The National Aquarium is hosting a Black History Month Celebration to share how African Americans shaped the maritime and seafood industries off the Chesapeake Bay.

It's been a tradition for more than 20 years and students from Baltimore County and City enrolled in the Aquarium on Wheels program will be interacting with visitors Friday night, educating them on the history of the bay.

The students were taught using Vincent Legget's Chesapeake Bay through Ebony Eyes curriculum, and learned old arts like oyster tonging that are fading away.

"Oyster tonging it's two poles, it's kind of like a scissor, so the watermen would put them down into the water, they would close them and it's like a claw, in a claw machine and then they would pick up as many oysters as they can, hand over hand and they would do that for the whole time they're out on the water, which is really intense, so they were really strong," Maria Madero, Education Specialist with the Aquarium said.

In the 1860's after the Civil War, newly freed African Americans flocked to the Bay to pick up jobs as fisherman, boat builders and processors for the day's catch.

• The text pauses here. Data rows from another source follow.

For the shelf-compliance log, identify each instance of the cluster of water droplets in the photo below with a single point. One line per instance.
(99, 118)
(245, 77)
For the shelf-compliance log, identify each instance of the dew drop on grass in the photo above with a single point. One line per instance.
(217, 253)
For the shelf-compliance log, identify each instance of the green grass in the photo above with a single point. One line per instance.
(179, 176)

New communities cropped up creating economic and cultural centers and making the seafood and maritime industries flourish.

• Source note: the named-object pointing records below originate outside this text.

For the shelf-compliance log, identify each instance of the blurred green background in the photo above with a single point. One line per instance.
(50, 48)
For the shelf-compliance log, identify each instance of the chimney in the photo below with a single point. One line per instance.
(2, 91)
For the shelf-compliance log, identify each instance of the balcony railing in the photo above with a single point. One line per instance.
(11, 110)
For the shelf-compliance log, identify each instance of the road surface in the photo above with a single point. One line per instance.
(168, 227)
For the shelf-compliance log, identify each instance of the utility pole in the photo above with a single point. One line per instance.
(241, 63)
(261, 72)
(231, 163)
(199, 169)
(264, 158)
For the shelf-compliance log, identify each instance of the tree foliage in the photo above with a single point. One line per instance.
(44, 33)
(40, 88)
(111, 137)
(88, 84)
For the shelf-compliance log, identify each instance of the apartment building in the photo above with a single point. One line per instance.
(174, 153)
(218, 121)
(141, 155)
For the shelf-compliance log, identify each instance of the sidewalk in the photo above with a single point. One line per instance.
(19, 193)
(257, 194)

The Chesapeake Bay became the country's primary source for oysters and much of that industry still exists today.

"We think knowing about the historical piece and the way that people and cultures played a role in the past is the right way to be able to spark inspiration to take care of it for the future," Jennifer Hamilton, Community Programs Manager with the Aquarium said.

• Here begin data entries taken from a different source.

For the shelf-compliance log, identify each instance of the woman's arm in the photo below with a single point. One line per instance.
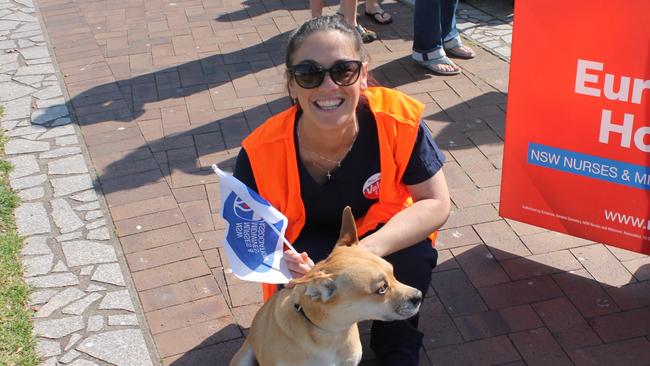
(428, 213)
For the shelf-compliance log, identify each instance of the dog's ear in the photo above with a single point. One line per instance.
(348, 235)
(321, 289)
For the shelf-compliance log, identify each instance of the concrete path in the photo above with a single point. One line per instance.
(116, 110)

The students in AOW will run the activities Friday night and perform a half hour play on the history and role of African Americans in growing maritime and seafood industries.

There will also be Morgan State University students at the event. They are working on projects regarding oyster aquaculture, and helping future generations carry on African American traditions pertaining to the bay.

The event is Friday night 5 p.m to 8 p.m. Tickets are half price.